What is Hawaii’s very best-kept secret? No one is telling that our million people will be starving by 2050 if we aren’t growing all of our food locally by then.
While our attention is focused on problems of the world today, we really need to focus on the world’s population explosion and the devastating effect it will soon begin having on Hawaii.
The world’s population took 2½ million years to reach 2 billion people in 1940. Forty years later, that had doubled to 4 billion people. Now 40 years later, it has almost doubled again.
As U.S. Secretary of Agriculture, Sonny Perdue: “Today, we need to feed some 7 billion people (worldwide). By the year 2050, that population will swell to 9.5 billion. To put the demand for food into perspective, we are going to have to double our (worldwide) production between now and 2050.”
That’s a pretty big order. Too big. The United Nations predicts that by 2050, we will have 371 million people with insufficient food. That’s more people than the entire population of the United States.
But mainland America will provide for us, right? Wrong. America is struggling. In the 1990s, it went from a large exporter of food to a net importer today. America also has the world’s seventh-fastest growing population.
Each year, America uses more water to grow more food. All three of America’s largest aquifers are being depleted beyond possible replenishing. The Ogallala Aquifer which runs under our entire central bread basket — from North Dakota to Texas — dropped another foot last year alone. It has lost 60 percent of its water in 60 years. Do the math. In 40 years, it will be dry. America won’t be able to take care of mainlanders, let alone take care of us.
Much of the world is in far worse shape. No one is pointing out that almost every current war in the world is about food for starving people.
Clearly, by mid-century there will be little food anywhere for Hawaii to import, and what is available will be too costly for us to afford. Today Hawaii imports roughly 90 percent of our food.

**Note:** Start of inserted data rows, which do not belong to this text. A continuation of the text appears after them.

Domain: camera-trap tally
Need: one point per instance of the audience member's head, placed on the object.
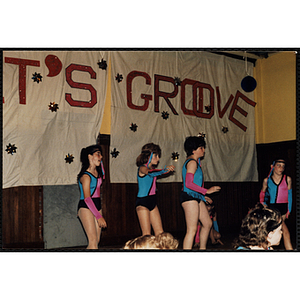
(261, 228)
(161, 242)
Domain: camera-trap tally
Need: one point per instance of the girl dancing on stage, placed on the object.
(89, 207)
(277, 193)
(192, 197)
(146, 206)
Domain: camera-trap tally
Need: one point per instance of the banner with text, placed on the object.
(53, 104)
(165, 96)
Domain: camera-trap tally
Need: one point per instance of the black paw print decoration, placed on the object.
(165, 115)
(11, 149)
(119, 77)
(53, 106)
(225, 129)
(177, 81)
(102, 64)
(69, 158)
(133, 127)
(208, 108)
(114, 153)
(175, 156)
(37, 77)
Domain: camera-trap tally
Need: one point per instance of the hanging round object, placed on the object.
(248, 84)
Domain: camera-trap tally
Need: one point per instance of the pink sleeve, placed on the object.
(189, 183)
(90, 204)
(262, 197)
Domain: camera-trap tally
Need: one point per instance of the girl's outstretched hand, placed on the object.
(207, 199)
(213, 189)
(102, 223)
(170, 168)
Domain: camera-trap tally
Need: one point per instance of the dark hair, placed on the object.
(146, 152)
(85, 159)
(256, 226)
(193, 143)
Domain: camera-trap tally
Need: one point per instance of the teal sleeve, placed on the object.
(155, 172)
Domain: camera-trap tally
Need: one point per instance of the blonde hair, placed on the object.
(141, 242)
(164, 241)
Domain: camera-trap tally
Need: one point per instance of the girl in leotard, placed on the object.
(90, 179)
(260, 230)
(146, 206)
(214, 233)
(277, 193)
(192, 197)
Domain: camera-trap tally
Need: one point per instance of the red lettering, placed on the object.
(185, 110)
(166, 96)
(78, 85)
(146, 97)
(22, 63)
(239, 109)
(199, 113)
(222, 111)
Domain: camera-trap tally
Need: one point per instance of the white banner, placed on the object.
(165, 96)
(53, 104)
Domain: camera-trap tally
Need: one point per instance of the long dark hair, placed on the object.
(257, 225)
(146, 152)
(193, 143)
(85, 159)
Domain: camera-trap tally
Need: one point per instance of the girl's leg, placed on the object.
(286, 236)
(90, 226)
(144, 219)
(206, 225)
(155, 221)
(191, 211)
(197, 238)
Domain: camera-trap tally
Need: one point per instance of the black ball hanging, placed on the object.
(248, 84)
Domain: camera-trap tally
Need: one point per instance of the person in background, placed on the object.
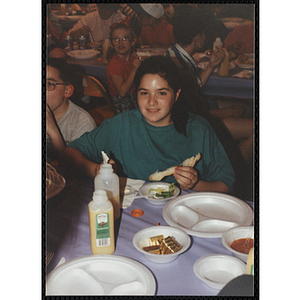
(122, 68)
(97, 22)
(65, 121)
(156, 32)
(189, 35)
(213, 26)
(240, 40)
(160, 133)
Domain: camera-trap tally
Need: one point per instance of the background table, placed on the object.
(68, 236)
(233, 87)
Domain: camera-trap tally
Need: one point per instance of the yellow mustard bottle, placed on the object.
(224, 66)
(250, 262)
(101, 219)
(107, 180)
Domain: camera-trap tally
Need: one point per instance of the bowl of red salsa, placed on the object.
(239, 240)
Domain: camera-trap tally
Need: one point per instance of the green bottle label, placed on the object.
(102, 230)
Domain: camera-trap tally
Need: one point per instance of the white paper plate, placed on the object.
(144, 191)
(83, 54)
(101, 275)
(207, 215)
(217, 270)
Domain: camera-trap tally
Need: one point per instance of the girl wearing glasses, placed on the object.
(65, 121)
(122, 67)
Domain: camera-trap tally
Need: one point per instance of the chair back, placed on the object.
(94, 88)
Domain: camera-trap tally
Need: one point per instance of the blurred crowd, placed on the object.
(183, 30)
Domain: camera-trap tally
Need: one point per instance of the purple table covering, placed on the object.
(67, 234)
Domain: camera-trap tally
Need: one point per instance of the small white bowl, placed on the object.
(144, 191)
(140, 240)
(235, 233)
(217, 270)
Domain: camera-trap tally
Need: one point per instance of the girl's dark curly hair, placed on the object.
(167, 69)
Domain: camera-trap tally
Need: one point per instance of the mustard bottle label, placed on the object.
(102, 230)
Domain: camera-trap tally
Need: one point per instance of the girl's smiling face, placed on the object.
(155, 99)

But our need to produce that 90 percent of our food locally in just 30 years, drastically understates the far greater problem we really face. Our state Department of Business and Economic Development and Tourism recently stated that by 2045 our 1.1 million people will grow to 1.65 million. For every two mouths to feed today, there will be three.
Since we grow 10 percent of our food today, we have thought that we need to produce nine times that by 2050. But with the new DBEDT population projection, in just 25 years we must produce 15 times what we grow now — an absolutely gargantuan task.
If we don’t create a true agricultural revolution NOW, by mid-century, hundreds of thousands of us and our descendants will be desperately hungry, and warring among ourselves for food.
We must wake up and start moving, refocusing our society, recasting our goals. Food production must become our fastest growing industry. We need an explosion of farming. And it must start now.
We need a major push to attract young people to farming, and to greatly expand high school and college programs to train them. We need to open up former sugar and pineapple lands for new farmers. We need to stop all housing development on currently active farmland. We need cattle ranches, dairies, piggeries, and chicken farms. And we need to raise the various foods for all those animals. We need farm equipment stores, and food processing plants. There is good money in farming, and good money in all these businesses.
We can starve, or we can have a great future. Let the revolution begin!